I ordered starter from Breadtopia.  After couple days feeding was ready to go.  Dough was little to wet.  Stuck pretty bad to bottom of loaf pan but taste very good.  Gonna try some different recipes and gonna take some practice.  I never claimed to be a baker.  Ordered a round and oval proofing basket.


----------



## smokerjim (May 14, 2019)

it's a good start looks good,  baking is a whole different animal than smoking meats, measurements and temps are much more important. stick with it though and you'll be rewarded.


----------



## JC in GB (May 14, 2019)

You can save yourself a few $$ by making your own sourdough starter.

It is very easy.  All you need is unbleached flour and non-chlorinated water.

Here is some of my 3 ingredient sourdough bread.


----------



## desertlites (May 14, 2019)

was gonna ask Why order when you can make and feed yourself. Adding ingredients in the proper order is important also. good luck to ya.


----------



## BrianGSDTexoma (May 14, 2019)

I tried to make but recipe I used did it in 3 days.  I think it just need more time.  Bread did not rise much.  After big flop and not know what I was doing said heck with and just ordered.  I good to now.  Gonna freeze some for backup.  Just looking at video from king Arthur.  Gonna try it next.


----------



## wild west (May 14, 2019)

If you have a cast iron casserole try baking in that at high temps. I preheat  a 5 quart and a 6 quart casserole at 450 then bake the loaves for 25 mins with the lid on and then another 25 to 30 mins with the lid off.


----------



## JC in GB (May 14, 2019)

I have done bread in a cast iron Dutch oven.  You are right, it produces great results.


----------



## bregent (May 14, 2019)

I do a lot of shaped loaves, but lately I'm mostly making no knead sourdough in the dutch oven. It's practically foolproof and has never failed me. 

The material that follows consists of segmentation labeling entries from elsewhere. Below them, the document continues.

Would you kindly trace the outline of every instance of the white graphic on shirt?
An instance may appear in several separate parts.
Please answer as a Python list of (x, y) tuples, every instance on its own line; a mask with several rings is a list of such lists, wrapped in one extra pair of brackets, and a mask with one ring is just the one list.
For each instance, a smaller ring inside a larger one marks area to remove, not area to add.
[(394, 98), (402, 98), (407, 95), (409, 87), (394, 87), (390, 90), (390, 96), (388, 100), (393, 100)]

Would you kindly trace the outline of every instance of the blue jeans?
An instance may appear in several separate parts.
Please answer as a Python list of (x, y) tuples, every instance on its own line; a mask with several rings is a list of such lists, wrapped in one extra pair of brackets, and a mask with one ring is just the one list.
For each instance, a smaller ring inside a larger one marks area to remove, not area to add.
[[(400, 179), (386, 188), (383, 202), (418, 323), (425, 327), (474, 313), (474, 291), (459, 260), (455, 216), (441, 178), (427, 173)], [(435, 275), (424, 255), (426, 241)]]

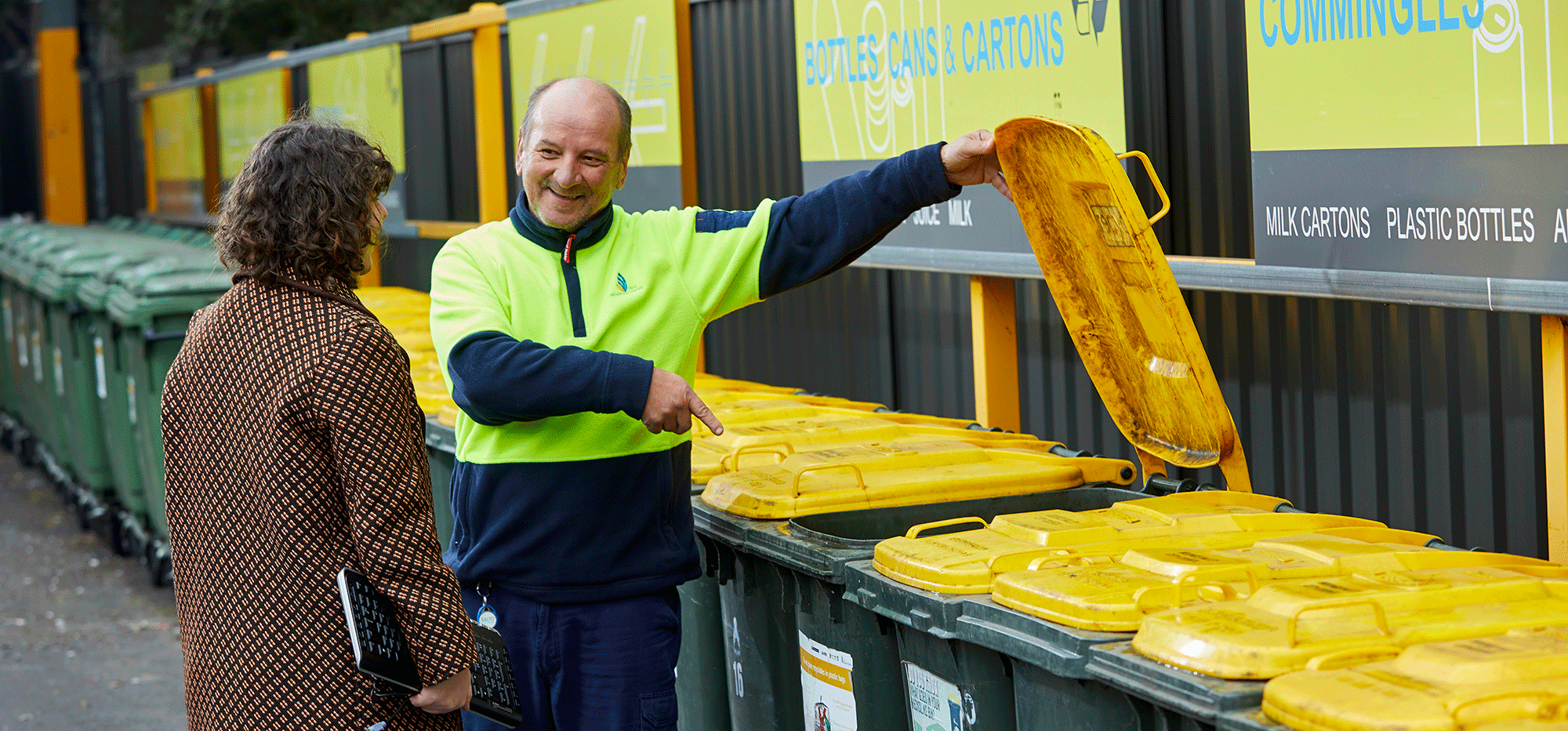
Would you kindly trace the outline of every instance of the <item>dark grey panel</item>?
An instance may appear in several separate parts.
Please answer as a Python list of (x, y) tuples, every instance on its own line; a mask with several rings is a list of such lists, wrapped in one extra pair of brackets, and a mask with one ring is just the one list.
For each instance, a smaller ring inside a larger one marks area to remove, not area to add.
[[(1253, 489), (1546, 555), (1534, 317), (1218, 292), (1189, 301)], [(1025, 431), (1132, 456), (1043, 282), (1019, 282), (1019, 373)], [(1182, 472), (1220, 482), (1212, 467)]]
[(135, 198), (135, 177), (141, 166), (135, 151), (141, 147), (140, 125), (132, 115), (136, 107), (130, 102), (132, 77), (110, 77), (102, 85), (103, 110), (103, 184), (105, 205), (111, 216), (133, 216), (146, 199)]
[(627, 168), (626, 187), (615, 191), (615, 204), (633, 213), (638, 210), (679, 209), (681, 166)]
[[(815, 190), (829, 180), (873, 166), (877, 160), (803, 163), (801, 182), (806, 190)], [(889, 246), (909, 248), (1030, 253), (1018, 209), (989, 185), (969, 185), (952, 201), (914, 212), (892, 229), (884, 242)]]
[(452, 221), (447, 196), (447, 115), (441, 47), (434, 41), (403, 45), (403, 154), (408, 216), (416, 221)]
[(394, 237), (381, 257), (381, 284), (430, 292), (430, 267), (447, 242), (437, 238)]
[[(365, 38), (354, 41), (332, 41), (328, 44), (310, 45), (309, 49), (290, 50), (287, 56), (282, 58), (254, 58), (251, 61), (243, 61), (230, 66), (216, 69), (213, 74), (205, 77), (190, 75), (191, 67), (176, 64), (174, 78), (154, 86), (151, 89), (133, 89), (133, 99), (146, 99), (149, 96), (158, 96), (168, 91), (188, 89), (193, 86), (205, 86), (209, 83), (227, 82), (230, 78), (240, 78), (251, 74), (259, 74), (262, 71), (281, 69), (284, 66), (306, 67), (310, 61), (320, 61), (323, 58), (331, 58), (343, 53), (353, 53), (356, 50), (375, 49), (378, 45), (392, 45), (408, 41), (408, 25), (398, 25), (397, 28), (378, 30)], [(296, 104), (301, 97), (295, 97)]]
[(445, 75), (447, 198), (452, 221), (480, 220), (480, 177), (474, 130), (474, 36), (441, 42)]
[(789, 0), (691, 5), (691, 86), (699, 205), (748, 210), (801, 193)]
[[(1127, 144), (1171, 198), (1168, 254), (1251, 257), (1247, 8), (1242, 0), (1123, 0)], [(1157, 210), (1140, 165), (1129, 171)]]
[(1258, 262), (1568, 279), (1568, 146), (1253, 152)]
[(894, 403), (898, 411), (975, 417), (969, 278), (892, 271)]
[(894, 405), (891, 273), (850, 268), (709, 325), (707, 370)]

Also, here is the best/simplest procedure for starter management I've ever used: http://www.thefreshloaf.com/node/40918/no-muss-no-fuss-starter

Easy, lasts a long time and zero waste.


----------



## BrianGSDTexoma (May 15, 2019)

bregent said:


> I do a lot of shaped loaves, but lately I'm mostly making no knead sourdough in the dutch oven. It's practically foolproof and has never failed me.
> 
> View attachment 395494
> 
> ...




I will try that.  There are so many recipes dont know where to start.  Do you one you care to share?


----------



## bregent (May 15, 2019)

For no knead, the recipe I used most often is based on the popular recipe published years ago in the NY Times: https://www.markbittman.com/recipes-1/no-knead-bread
That recipe works out to be about 73% hydration.

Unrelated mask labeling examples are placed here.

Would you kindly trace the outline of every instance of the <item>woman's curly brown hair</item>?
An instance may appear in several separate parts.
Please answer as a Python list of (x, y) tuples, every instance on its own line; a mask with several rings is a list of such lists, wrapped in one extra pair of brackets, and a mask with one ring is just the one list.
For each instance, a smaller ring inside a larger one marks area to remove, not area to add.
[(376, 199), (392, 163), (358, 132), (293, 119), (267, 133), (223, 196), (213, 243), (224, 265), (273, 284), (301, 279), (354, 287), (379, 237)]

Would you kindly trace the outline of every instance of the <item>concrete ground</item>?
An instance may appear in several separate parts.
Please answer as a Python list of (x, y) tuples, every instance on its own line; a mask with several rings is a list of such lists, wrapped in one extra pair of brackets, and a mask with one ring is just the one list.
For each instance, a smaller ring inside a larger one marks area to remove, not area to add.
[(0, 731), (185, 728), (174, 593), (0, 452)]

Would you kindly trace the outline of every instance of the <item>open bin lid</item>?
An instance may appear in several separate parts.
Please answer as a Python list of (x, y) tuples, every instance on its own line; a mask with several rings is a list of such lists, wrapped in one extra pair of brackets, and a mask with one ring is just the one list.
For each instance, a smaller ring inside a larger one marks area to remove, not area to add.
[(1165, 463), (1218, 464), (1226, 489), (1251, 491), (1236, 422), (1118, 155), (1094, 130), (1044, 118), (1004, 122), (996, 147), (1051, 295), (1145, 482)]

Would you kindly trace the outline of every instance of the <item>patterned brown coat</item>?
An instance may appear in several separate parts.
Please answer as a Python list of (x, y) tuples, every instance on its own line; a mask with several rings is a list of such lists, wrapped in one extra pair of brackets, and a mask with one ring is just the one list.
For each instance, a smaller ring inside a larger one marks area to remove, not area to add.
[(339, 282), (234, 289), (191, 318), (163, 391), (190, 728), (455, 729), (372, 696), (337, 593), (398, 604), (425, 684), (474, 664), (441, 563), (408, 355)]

For the sourdough version, omit the yeast and use a sourdough calculator to help with the formula. This is the one I like the best: http://samartha.net/SD/SDcalc04.html because it really breaks down where all of the water and flour in the recipe is coming from.

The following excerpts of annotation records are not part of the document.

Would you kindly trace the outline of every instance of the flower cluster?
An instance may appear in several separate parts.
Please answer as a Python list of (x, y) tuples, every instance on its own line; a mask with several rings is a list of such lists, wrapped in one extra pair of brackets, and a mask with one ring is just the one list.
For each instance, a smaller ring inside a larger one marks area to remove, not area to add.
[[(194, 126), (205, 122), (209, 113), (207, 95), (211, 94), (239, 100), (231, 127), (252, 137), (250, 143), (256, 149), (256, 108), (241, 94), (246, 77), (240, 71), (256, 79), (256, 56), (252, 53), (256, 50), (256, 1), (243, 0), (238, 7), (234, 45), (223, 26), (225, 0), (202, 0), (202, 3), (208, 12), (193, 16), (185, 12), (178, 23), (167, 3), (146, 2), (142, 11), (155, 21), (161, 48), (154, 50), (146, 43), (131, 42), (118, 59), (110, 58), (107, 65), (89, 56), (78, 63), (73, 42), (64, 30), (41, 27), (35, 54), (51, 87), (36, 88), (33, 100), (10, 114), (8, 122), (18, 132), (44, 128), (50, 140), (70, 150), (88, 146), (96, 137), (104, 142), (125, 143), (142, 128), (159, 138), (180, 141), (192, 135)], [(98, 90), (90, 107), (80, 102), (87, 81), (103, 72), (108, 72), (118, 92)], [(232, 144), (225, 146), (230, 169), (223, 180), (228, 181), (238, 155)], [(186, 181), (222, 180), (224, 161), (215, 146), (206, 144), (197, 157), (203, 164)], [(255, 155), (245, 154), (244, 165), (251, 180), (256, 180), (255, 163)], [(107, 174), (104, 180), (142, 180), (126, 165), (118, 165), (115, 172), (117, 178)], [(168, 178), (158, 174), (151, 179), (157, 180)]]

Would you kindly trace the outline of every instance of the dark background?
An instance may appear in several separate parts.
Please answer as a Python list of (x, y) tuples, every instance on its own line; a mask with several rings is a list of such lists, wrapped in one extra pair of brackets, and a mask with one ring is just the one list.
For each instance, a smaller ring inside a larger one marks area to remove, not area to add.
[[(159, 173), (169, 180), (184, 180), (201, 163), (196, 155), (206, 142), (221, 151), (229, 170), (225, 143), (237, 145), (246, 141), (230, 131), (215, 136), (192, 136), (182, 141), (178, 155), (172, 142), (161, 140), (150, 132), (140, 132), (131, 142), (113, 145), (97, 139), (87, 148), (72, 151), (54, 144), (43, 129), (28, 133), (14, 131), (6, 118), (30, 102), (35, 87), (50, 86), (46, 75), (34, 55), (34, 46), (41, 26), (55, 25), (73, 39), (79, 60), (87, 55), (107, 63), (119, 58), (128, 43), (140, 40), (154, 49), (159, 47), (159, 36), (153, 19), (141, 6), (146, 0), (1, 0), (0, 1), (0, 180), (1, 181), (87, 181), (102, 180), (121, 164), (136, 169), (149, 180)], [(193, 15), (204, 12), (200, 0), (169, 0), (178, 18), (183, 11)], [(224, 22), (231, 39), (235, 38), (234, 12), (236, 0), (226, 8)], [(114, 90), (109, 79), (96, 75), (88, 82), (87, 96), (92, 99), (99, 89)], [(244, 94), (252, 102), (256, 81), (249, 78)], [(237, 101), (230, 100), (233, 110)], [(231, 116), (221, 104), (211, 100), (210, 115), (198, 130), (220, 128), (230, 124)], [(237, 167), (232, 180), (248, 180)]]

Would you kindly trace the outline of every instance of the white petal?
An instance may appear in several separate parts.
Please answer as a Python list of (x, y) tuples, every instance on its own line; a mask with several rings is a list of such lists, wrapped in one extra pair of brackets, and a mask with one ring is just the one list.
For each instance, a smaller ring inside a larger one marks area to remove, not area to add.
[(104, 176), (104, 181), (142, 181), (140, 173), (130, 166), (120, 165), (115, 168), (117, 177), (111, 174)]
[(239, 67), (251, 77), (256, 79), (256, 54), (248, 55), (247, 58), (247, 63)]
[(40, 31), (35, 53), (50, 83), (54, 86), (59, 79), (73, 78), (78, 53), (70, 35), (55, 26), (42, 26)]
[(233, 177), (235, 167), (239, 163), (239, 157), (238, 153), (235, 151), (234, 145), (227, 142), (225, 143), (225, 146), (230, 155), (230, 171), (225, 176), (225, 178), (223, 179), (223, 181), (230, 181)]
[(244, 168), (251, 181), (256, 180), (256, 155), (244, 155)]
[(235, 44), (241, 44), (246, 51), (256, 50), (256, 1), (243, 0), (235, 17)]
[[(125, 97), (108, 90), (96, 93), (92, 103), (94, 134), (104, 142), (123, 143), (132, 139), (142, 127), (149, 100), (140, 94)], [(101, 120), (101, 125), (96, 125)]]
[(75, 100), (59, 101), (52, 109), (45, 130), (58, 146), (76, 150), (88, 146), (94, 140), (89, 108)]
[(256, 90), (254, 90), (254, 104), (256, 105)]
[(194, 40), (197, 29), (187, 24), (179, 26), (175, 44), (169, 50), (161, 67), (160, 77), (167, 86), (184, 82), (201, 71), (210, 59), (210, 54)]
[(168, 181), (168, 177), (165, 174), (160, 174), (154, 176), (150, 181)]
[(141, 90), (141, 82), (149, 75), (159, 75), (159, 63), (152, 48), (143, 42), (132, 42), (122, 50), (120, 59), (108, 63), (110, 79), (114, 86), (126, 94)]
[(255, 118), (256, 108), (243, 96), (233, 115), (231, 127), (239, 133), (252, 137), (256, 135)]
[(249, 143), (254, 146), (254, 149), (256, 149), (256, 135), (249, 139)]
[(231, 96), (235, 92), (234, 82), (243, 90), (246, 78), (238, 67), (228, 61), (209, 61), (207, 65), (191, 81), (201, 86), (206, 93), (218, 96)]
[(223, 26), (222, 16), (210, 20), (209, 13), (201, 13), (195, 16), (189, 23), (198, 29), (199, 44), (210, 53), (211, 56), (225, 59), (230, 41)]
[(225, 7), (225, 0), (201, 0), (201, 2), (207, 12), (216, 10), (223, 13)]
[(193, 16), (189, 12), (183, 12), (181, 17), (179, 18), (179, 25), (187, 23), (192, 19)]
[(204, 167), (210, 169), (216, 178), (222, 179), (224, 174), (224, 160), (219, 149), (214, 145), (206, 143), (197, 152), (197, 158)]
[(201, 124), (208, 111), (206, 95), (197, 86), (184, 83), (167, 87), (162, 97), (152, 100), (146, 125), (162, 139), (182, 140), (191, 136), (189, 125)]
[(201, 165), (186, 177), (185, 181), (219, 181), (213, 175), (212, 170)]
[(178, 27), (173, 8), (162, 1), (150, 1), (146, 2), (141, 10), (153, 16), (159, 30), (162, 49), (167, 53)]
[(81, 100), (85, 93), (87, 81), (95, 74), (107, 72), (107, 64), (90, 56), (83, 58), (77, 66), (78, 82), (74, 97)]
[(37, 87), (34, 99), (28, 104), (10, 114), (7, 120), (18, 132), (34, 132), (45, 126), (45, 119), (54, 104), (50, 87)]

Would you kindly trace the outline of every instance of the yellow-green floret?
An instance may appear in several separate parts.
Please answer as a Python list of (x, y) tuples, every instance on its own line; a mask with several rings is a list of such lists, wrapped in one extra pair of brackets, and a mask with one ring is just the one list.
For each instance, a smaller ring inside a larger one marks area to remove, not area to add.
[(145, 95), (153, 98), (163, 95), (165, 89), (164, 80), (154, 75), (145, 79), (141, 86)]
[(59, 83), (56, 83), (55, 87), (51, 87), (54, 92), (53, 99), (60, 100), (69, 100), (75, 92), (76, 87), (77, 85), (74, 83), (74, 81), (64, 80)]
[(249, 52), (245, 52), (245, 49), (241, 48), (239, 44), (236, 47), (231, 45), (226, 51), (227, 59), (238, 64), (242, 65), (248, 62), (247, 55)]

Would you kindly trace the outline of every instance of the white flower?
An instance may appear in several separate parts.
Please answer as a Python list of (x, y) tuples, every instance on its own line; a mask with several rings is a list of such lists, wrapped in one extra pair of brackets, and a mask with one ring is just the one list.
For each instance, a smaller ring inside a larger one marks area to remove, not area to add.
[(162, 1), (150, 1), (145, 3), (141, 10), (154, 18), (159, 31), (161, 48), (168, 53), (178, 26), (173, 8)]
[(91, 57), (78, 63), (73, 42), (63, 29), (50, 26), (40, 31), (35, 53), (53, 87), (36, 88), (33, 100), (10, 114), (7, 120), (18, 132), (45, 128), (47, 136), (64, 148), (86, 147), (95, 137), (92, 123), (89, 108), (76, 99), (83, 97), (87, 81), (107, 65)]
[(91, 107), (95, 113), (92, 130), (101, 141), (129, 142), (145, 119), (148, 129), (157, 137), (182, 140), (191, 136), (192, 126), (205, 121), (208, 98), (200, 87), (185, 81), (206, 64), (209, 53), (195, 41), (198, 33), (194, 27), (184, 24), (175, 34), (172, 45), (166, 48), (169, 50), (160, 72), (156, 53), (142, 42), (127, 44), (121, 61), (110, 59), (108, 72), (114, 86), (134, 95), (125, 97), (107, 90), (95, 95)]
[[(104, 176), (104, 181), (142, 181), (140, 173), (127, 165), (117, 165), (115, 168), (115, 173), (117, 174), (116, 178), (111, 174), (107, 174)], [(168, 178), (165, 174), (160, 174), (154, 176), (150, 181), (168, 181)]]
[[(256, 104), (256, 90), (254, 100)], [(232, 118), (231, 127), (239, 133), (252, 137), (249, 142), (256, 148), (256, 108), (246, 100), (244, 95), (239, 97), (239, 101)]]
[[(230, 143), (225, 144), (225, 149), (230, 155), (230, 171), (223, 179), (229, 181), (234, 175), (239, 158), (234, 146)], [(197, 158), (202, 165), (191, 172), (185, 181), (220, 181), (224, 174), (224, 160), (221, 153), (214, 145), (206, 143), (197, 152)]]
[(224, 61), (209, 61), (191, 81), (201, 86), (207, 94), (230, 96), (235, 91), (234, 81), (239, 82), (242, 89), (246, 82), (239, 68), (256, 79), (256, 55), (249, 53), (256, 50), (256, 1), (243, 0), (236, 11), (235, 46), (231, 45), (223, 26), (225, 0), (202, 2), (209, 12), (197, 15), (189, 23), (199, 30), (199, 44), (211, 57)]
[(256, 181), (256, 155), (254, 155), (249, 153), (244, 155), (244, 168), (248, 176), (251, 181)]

If you follow the workflow I posted for starter maintenance, your levain will be 100% hydration. I typically use 200 grams of levain for a 800 loaf. For flour, I use either unbleached AP or bread flour, and up to 15% whole wheat or rye.  Here's how it looks in the calculator:






That should get you started but play around with the amounts, times and temps.
The 200 grams of levain has the loaf ready in about 4 hours. If you want it to go longer to develop more flavor, use less levain, or cooler temps while it's rising.

Let me know if you have any questions.


----------



## Jonok (May 15, 2019)

We proof them in a benneton and cook them in an upside down dutch oven preheated to 500.  turn down to 450 immediately, take off the cover at 15 min, reduce temp to 400 until it thumps hollow. (kids beat me to the bread before I could get a picture)


----------



## Jonok (May 15, 2019)

You know, all of the bread in this thread looks great.  You all deserve likes!


----------



## BrianGSDTexoma (Aug 5, 2019)

bregent said:


> I do a lot of shaped loaves, but lately I'm mostly making no knead sourdough in the dutch oven. It's practically foolproof and has never failed me.
> 
> View attachment 395494
> 
> ...



I getting ready to try this.  I had been baking nearly every week so maintaining was no big deal but now starting to slow down.  I froze some in case things go wrong.


----------